The media coverage was painfully misleading. It was obvious that nobody had read the memo, which wasn't an anti-diversity rant at all. "I value diversity and inclusion, am not denying that sexism exists," it began. The tone, although occasionally injudicious, was mild. Mr. Damore said he agreed there should be more diversity in tech, not less. His issue was with the way Google was going about it. "Treat people as individuals, not as just another member of their group (tribalism)," he concluded.
The memo did not argue that women aren't biologically suited for tech jobs. Instead, it argued that gender bias is not the only, or even the main reason, why men predominate. Differences in preferences and aptitudes also play a role. Broadly speaking, more women are attracted to work involving people, and more men are attracted to work with objects and systems.

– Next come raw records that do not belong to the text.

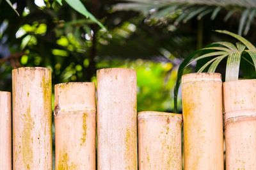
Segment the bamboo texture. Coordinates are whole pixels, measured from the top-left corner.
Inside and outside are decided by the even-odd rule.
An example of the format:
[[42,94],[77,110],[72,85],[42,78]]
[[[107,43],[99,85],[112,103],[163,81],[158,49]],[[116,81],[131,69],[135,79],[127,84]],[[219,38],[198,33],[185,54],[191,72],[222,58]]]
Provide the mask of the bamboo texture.
[[101,69],[97,79],[98,169],[137,169],[136,72]]
[[185,169],[223,169],[221,75],[184,75],[182,97]]
[[12,170],[11,93],[0,91],[0,169]]
[[182,121],[180,114],[138,113],[140,169],[182,169]]
[[93,82],[55,86],[56,169],[96,169]]
[[256,169],[256,80],[223,83],[226,169]]
[[51,73],[13,70],[13,169],[52,169]]

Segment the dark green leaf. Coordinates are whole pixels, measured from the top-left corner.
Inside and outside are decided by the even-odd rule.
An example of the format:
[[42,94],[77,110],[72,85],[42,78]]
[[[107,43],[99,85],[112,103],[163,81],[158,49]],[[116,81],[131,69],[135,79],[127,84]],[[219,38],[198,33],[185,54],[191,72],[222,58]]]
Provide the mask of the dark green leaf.
[[217,16],[218,13],[220,12],[220,10],[221,10],[221,8],[218,6],[216,7],[214,10],[212,12],[212,16],[211,16],[211,19],[214,20],[215,19],[216,17]]
[[6,1],[6,3],[8,3],[8,4],[12,7],[12,8],[16,12],[17,15],[18,15],[18,16],[20,16],[20,15],[19,14],[19,12],[13,8],[13,6],[12,6],[12,4],[11,3],[11,1],[10,1],[10,0],[5,0]]

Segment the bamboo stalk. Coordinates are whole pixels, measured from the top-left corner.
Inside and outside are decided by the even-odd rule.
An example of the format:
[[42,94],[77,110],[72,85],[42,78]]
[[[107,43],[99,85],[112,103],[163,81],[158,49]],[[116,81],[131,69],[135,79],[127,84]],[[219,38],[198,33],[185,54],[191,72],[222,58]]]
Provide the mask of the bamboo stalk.
[[96,169],[93,82],[55,86],[56,169]]
[[183,75],[182,95],[185,169],[223,169],[221,75]]
[[52,169],[51,71],[15,69],[12,82],[13,169]]
[[101,69],[97,79],[98,169],[137,169],[136,72]]
[[140,169],[182,169],[182,121],[179,114],[138,113]]
[[226,169],[256,169],[256,80],[223,84]]
[[11,93],[0,91],[0,169],[12,170]]

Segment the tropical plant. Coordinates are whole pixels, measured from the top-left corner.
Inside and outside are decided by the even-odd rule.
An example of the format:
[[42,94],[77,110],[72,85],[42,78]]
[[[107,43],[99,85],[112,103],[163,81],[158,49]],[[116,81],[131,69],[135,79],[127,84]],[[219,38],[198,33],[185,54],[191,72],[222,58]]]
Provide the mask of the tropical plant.
[[[19,12],[16,10],[15,8],[10,0],[5,0],[6,3],[12,7],[12,8],[16,12],[16,13],[19,16]],[[56,0],[60,5],[62,6],[62,0]],[[80,0],[65,0],[66,3],[74,10],[80,13],[81,14],[84,15],[86,19],[90,19],[92,21],[97,23],[100,27],[105,29],[106,27],[92,15],[85,8],[84,5],[81,2]],[[1,0],[0,0],[1,3]]]
[[116,5],[115,9],[141,12],[148,20],[164,23],[166,22],[163,21],[171,20],[175,26],[194,18],[200,20],[205,16],[211,16],[211,19],[214,20],[220,13],[225,13],[225,22],[232,16],[239,16],[238,34],[241,35],[246,35],[253,23],[256,1],[124,0]]
[[[196,50],[189,55],[180,64],[178,70],[177,79],[174,88],[174,105],[177,111],[177,94],[181,77],[184,69],[198,60],[211,58],[202,66],[198,72],[202,72],[207,68],[207,72],[215,72],[217,66],[225,58],[227,58],[225,72],[225,81],[238,80],[241,58],[254,66],[256,71],[256,47],[244,38],[228,31],[216,30],[218,33],[226,34],[239,40],[236,44],[228,42],[218,42],[205,48]],[[200,55],[202,54],[202,55]],[[250,59],[246,58],[250,56]],[[194,59],[193,59],[194,58]],[[193,59],[192,60],[192,59]]]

In the world of neuroscience and evolutionary biology, there's nothing controversial about this statement. It's like saying that men, broadly speaking, are taller than women. There still are a lot of tall women and short men – just as there are lots of women who like to code and lots of men who don't.
But in the world of liberal dogma, all of this is wrongthink. These ideas are so toxic that they cannot even be discussed. When four scientists stated on Quillette that Mr. Damore's assertions were essentially accurate, protesters crashed the site and temporarily shut it down. (The scientists included Dr. Debra Soh, whose piece on the subject appeared this week in The Globe and Mail.)
The Google memo made headlines because it seemed to play into the popular narrative that the tech world is a uniquely sexist place – implacably hostile to women and their aspirations. Women have trampled down the barriers in medicine, law and a host of other fields that were once closed to them – so what is it about tech that continues to shut them out?
It's a question well worth asking. One useful observation comes from blogger Scott Alexander, who notes that even in these fields, gender preferences are different. Women, for example, significantly outstrip men in specialties such as ob-gyn, family medicine and pediatrics, which are heavy on human interaction. More men go in for surgery, radiology and anesthesiology, which require a lot of technical expertise but minimal contact with actual patients.
So why haven't women conquered computer science and engineering? Maybe they avoid these fields for fear of being unwelcome. Or maybe they think these fields won't offer enough people stuff.
But there's also the undeniable fact that the tech world is full of nerdy guys such as James Damore. People skills are not their strength. An unusual number are somewhere on the Asperger's scale, which means they're bad at reading social cues and don't even know when they're offending people. They enjoy a work culture that's obsessive, and think work-life balance is a bunch of hooey. Here's how ex-Google CEO Eric Schmidt described his ideal female Google employees: "They'll go quiet for a few hours while they're busy taking care of the family or whatever it is they're doing, and then they emerge at 11 o'clock at night, working hard to make sure that their responsibilities are taken care of."
Whew. No wonder only 20 per cent of Google's tech jobs are held by women. Despite the hundreds of millions the company has spent on diversity initiatives, this ratio has barely budged. Nor will it, I suspect – so long as Google pretends that gender differences don't exist.